English hockey and cricket player (b. 1893)

Mary 'Molly' Scott-Bowden (née Logan, b. 1893) was an English hockey and cricket player who contributed to the foundation of the Women's Cricket Association.

She and her husband, Lieutenant-Colonel Jonathan Scott-Bowden, owned the Park Hotel in Colwall, Herefordshire, which they used for horse racing. Mrs Scott-Bowden, the founder of Colwall Ladies' Hockey Club, used the Hotel to host meetings of the Hereford Women's Hockey Association, of which she was vice-chairman.

In 1926, Mrs Scott-Bowden invited members of the All-England Women's Hockey Association to the Park Hotel for a cricketing holiday. In consequence, it was decided to establish an association for women's cricket. The Women's Cricket Association was founded in 1927, with Mrs Scott-Bowden elected to the board alongside her fellow hockey players, chairman Frances Heron-Maxwell and secretary Vera Cox.

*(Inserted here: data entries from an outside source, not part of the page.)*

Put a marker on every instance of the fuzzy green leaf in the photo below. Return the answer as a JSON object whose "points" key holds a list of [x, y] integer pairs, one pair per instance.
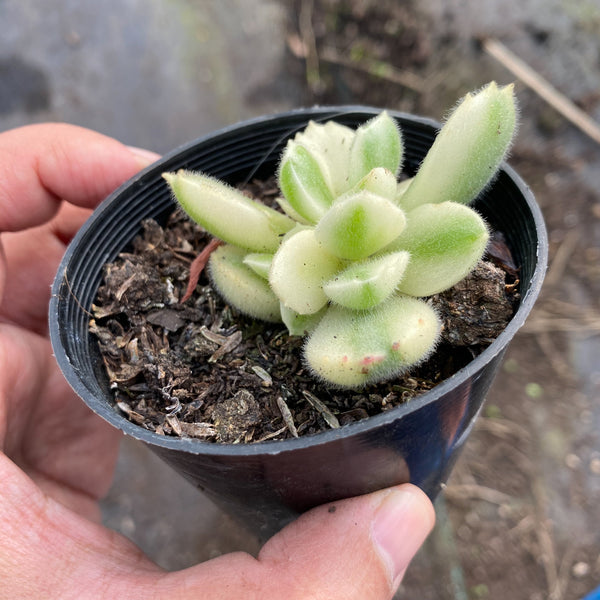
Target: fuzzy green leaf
{"points": [[303, 183], [227, 214], [467, 151], [379, 181], [298, 271], [353, 348], [363, 285], [300, 324], [241, 286], [360, 225], [330, 144], [377, 143], [445, 242], [259, 262]]}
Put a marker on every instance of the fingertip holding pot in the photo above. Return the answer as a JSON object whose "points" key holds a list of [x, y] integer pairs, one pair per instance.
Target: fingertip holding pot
{"points": [[267, 484]]}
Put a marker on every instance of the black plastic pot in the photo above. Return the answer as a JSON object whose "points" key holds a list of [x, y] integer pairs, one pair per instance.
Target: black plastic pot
{"points": [[269, 483]]}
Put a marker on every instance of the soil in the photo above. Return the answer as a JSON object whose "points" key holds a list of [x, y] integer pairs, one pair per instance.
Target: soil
{"points": [[197, 368]]}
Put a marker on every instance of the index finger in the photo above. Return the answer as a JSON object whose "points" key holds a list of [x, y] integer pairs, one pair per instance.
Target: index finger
{"points": [[40, 165]]}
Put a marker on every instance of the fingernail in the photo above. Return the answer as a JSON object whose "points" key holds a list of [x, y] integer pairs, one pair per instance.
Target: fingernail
{"points": [[401, 524], [143, 156]]}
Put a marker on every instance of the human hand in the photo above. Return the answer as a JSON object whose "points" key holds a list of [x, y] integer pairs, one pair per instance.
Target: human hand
{"points": [[58, 458]]}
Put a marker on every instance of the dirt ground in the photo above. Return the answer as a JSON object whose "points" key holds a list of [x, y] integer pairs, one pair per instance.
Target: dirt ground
{"points": [[519, 516]]}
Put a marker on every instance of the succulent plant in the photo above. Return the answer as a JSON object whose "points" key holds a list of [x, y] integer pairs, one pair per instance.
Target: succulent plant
{"points": [[353, 254]]}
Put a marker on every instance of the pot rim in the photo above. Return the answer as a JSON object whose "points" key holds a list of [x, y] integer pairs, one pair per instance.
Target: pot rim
{"points": [[273, 447]]}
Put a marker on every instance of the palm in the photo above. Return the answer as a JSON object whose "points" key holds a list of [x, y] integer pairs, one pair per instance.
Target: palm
{"points": [[66, 449]]}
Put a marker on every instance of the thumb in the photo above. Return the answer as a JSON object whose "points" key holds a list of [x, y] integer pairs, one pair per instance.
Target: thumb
{"points": [[352, 549]]}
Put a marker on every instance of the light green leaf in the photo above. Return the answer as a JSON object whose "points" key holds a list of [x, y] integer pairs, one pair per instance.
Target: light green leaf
{"points": [[445, 242], [286, 207], [330, 144], [259, 262], [303, 182], [298, 271], [467, 151], [379, 181], [363, 285], [226, 213], [300, 324], [353, 348], [401, 190], [360, 225], [377, 143], [240, 286]]}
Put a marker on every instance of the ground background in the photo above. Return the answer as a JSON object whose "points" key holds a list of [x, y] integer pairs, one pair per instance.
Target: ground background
{"points": [[520, 516]]}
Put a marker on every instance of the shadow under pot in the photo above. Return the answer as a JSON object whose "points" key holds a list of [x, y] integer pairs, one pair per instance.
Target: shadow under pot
{"points": [[267, 484]]}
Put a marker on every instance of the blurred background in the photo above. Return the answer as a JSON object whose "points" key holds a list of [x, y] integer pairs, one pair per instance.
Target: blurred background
{"points": [[520, 516]]}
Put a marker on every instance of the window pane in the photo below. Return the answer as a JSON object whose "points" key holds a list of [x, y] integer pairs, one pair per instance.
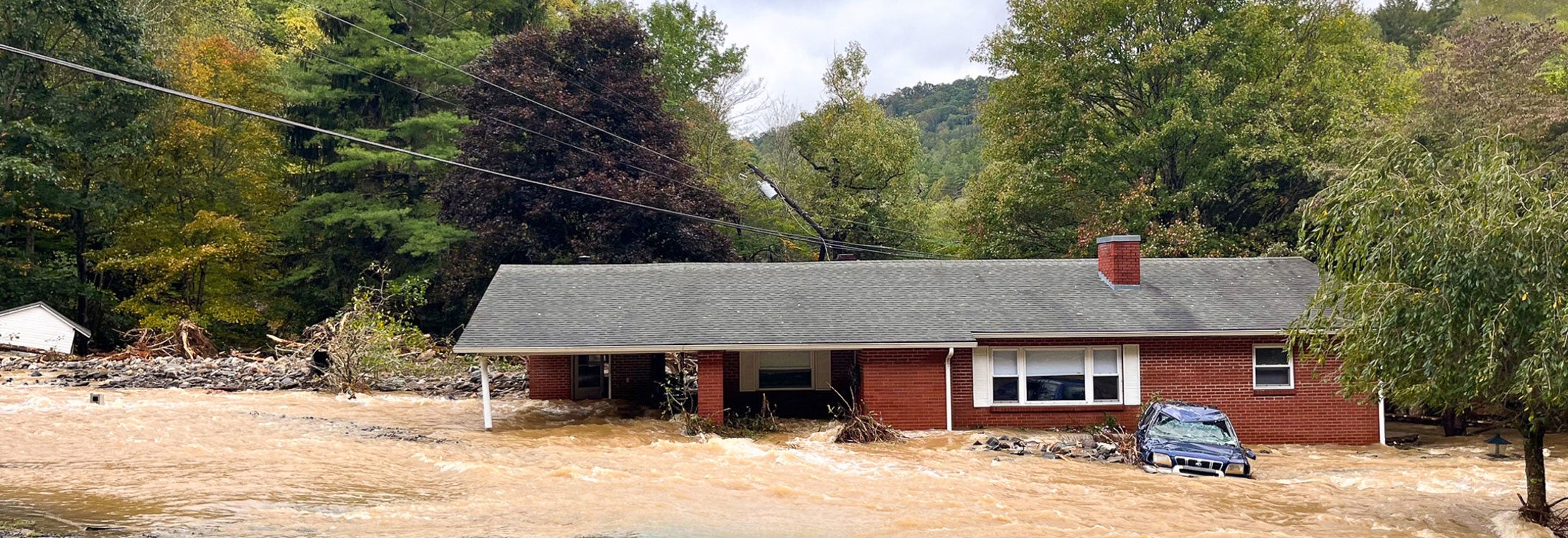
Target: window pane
{"points": [[1054, 363], [783, 359], [1053, 388], [1106, 362], [1267, 377], [1270, 357], [795, 379], [1107, 388], [1004, 390], [1004, 363]]}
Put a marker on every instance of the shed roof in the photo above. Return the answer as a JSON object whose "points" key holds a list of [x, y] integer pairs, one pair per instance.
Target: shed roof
{"points": [[74, 325], [672, 306]]}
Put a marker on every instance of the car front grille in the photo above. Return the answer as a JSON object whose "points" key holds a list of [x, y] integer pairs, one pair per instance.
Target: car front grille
{"points": [[1198, 466]]}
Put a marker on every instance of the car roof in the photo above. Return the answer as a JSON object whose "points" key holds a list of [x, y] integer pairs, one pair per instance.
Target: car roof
{"points": [[1192, 413]]}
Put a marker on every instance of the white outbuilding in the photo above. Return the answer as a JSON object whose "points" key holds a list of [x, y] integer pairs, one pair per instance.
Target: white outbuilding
{"points": [[39, 326]]}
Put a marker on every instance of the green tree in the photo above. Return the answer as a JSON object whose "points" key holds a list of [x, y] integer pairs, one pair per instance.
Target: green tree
{"points": [[1213, 105], [1412, 24], [1446, 286], [693, 57], [1493, 76], [65, 141], [192, 242], [852, 166]]}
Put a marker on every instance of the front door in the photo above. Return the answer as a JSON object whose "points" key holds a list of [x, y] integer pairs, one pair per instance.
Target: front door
{"points": [[590, 377]]}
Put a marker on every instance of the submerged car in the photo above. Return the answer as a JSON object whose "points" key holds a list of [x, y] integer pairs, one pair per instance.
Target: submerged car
{"points": [[1192, 440]]}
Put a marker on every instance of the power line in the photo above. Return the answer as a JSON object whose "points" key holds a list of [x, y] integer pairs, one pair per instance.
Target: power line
{"points": [[891, 230], [555, 110], [146, 85], [491, 83], [461, 107], [889, 250], [628, 101]]}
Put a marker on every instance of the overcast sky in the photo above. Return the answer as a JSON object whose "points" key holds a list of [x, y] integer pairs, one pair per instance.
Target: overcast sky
{"points": [[907, 41]]}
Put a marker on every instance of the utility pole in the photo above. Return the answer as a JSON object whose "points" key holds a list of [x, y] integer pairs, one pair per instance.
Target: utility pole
{"points": [[824, 253]]}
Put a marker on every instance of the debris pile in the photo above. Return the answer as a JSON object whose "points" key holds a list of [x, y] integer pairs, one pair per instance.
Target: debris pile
{"points": [[230, 372], [187, 339], [1103, 446]]}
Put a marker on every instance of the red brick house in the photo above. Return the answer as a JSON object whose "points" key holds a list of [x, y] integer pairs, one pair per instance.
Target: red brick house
{"points": [[935, 344]]}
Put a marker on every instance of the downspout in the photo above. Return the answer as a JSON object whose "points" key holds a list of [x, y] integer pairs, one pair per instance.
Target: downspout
{"points": [[947, 371]]}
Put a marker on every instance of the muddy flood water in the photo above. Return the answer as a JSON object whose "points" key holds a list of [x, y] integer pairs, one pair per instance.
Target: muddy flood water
{"points": [[300, 463]]}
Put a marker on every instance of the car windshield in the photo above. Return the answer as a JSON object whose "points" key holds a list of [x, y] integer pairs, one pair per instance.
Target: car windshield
{"points": [[1217, 432]]}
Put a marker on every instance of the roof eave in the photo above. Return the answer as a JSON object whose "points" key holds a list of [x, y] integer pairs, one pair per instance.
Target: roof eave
{"points": [[700, 347]]}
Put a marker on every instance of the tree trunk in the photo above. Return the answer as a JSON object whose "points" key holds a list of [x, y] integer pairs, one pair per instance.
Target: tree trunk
{"points": [[79, 228], [1536, 509], [1452, 424]]}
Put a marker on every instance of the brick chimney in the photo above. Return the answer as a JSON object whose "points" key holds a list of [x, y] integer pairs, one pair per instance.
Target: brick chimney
{"points": [[1118, 259]]}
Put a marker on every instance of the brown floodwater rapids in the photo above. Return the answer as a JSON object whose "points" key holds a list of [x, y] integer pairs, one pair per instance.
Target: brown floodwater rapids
{"points": [[192, 463]]}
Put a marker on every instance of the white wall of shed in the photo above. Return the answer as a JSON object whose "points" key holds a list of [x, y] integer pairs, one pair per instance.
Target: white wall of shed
{"points": [[37, 329]]}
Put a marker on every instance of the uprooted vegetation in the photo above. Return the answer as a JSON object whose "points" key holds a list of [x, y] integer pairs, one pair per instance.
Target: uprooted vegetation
{"points": [[372, 339], [861, 425], [369, 346], [1107, 443]]}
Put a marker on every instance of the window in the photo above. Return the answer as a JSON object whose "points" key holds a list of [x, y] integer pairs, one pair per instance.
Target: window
{"points": [[784, 371], [1272, 367], [1056, 375], [1004, 375]]}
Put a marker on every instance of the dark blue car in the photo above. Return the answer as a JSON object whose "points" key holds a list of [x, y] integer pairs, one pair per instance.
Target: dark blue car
{"points": [[1192, 440]]}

She and Cox captained teams at the Association's first annual Cricketing Week held at Malvern, Colwall.

Mrs Scott-Bowden captained the England women's team in the Association's first international match, a two-innings match against Scotland in 1932. She declared on 213 and England were victorious, despite strong performances from Betty Snowball and Myrtle Maclagan, who played for Scotland on that occasion but would go on to represent England in the first international women's Test series against Australia in 1934.

Mrs Scott-Bowden and her husband had one son, Major-General Logan Scott-Bowden.